Kürsüde ana muhalefet lideri Bill Shorten konuşma yaparken sahneye çevreciler ellerinde flamaları ve afişleriyle fırlıyorlar. Sahneyi işgal ediyorlar.
Shorten onların eylemlerinin bitmesi için konuşmasını kesip beklemeye koyuluyor.
Eylemciye “Şu flamanı bana ver. Teşekkür ederim, artık sesinizi duyurdunuz, buradan ayrılabilirsiniz” diyor.
Eylemci eylemine devam etmekte ısrar ediyor; ana muhalefet lideri; “Ben beş yıldır bekliyorum, her halde bundan sonra beş dakika daha bekleyebilirim” diye espiri yapıyor. Eylemcinin bitirmesini bekliyor.

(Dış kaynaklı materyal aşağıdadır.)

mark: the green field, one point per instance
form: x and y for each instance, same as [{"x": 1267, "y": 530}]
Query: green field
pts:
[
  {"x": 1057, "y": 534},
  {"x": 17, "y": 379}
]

Salonda oturma düzeni gözüme çarpıyor. Delegeler, senatörler, eyalet bakanları, milletvekilileri hep beraber karışık şekilde sıradan sandalyelerde otururken, izleyiciler ve dâvetliler, üst bölümde konforlu koltuklarda yerini almışlar. Ne yalan söyleyeyim ben bu işe biraz da bozuldum hani!
İki gündür gözlemliyorum.
Kahve almak için sırada bekleyen kişilere bakıyorum, eyalet bakanı, federal milletvekilleri, senatörler. Kimseye imtiyaz yok, kimse de imtiyaz beklemiyor zaten.
Galiba demokrasi denilen şey; protestocu gençlerin dediği gibi “demokrasi işte budur ve buna benzer” olsa gerek.